# Just got my 5D Mk III (Refurbished) &....



## canon23 (Jul 30, 2013)

Hi All, so all my postings regarding the 5D Mark III & w/all your helpful responses have gotten me to this point. I just got my 5D Mark III !!! I'm 1/2 excited & 1/2 don't-know-if-I-should-be-concerned. I just got my 5D Mark III, and this being my first refurbished purchased ever (bought it directly from Canon Store), I have slight reservations. So, I come to you all for some questions I'm not sure about. First thing I checked was to see was the serial # and see which batch this body belongs too...to my slight concern, the 6th digit is a "1", so this belongs to the very first batch. And of course this being refurbished, should I be concerned? If so, what should I specifically look for. Good thing is, it came with the latest firmware update, version 1.2.1 (so I can be somewhat confident Canon looked into & tested this camera & updated the latest firmware before putting it on sale). I just wanted to throw this out and see what I should be concern and look for in particular? 

Also, which site is the 'most accurate' in checking out the shutter count for this body? 

Thanks again all!!


----------



## Mt Spokane Photography (Jul 30, 2013)

You should not be concerned. The light leak was a non issue, but Canon put a piece of tape in to plug it. I'm sure that the production cameras had the same fix.

You have 14 days to return it, and a 1 year warranty.

The very first thing I do is to use FoCal to set the AFMA on all my lenses. I might take a few quick shots first just to confirm its working, but without first doing the AFMA, I'd not worry about resolution and sharpness.

Somewhere in there, I take a dark frame and check for any excessive stuck or hot pixels, and a oof f/22 shot of a blank area of the sky to check for dust on the sensor.


----------



## canon23 (Jul 30, 2013)

Mt Spokane Photography said:


> You should not be concerned. The light leak was a non issue, but Canon put a piece of tape in to plug it. I'm sure that the production cameras had the same fix.
> 
> You have 14 days to return it, and a 1 year warranty.
> 
> ...



Thanks Mt. SP! 

Any suggestions on where to go (reliable one) to check current shutter count?


----------



## PhotographAdventure (Jul 30, 2013)

For shutter count, you can pay a small fee and do it here at http://eoscount.com

or 

You can do it yourself if you have some time: you need a linux distro like fedora and do a quick virtual machine with virtualbox. Once you have it up, you install and run an app that can read just about any camera shutter count.
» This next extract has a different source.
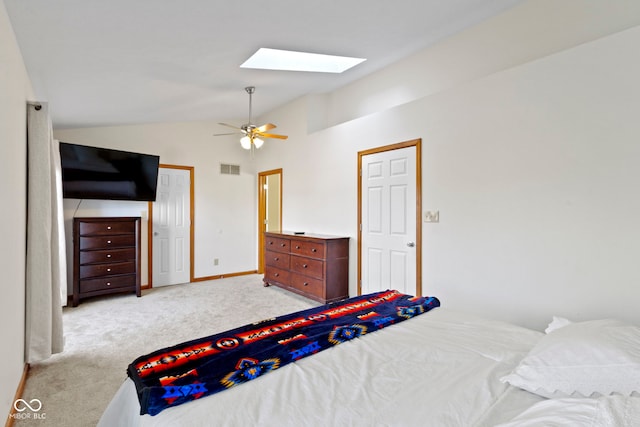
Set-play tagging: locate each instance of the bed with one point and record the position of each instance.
(440, 368)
I posted a blog about it here with screenshots: http://photographadventure.com/blog/2013/how-to-find-your-camera-shutter-count-photography/


----------



## Mt Spokane Photography (Jul 30, 2013)

You can get shutter count if you use FoCal Pro, and its available if using Magic Lantern. 
You can also get it using eos count, but they charge you, its flakey, and doesn't work with mac's. You can supposedly use gphoto2, but that's pretty obscure.


----------



## PhotographAdventure (Jul 31, 2013)

Thanks for the other options Mt Spokane, I was not aware of those. gphoto works, but takes some time to setup. I suppose Magic Lantern might be the easiest? I have yet to try it on my 5d iii.


----------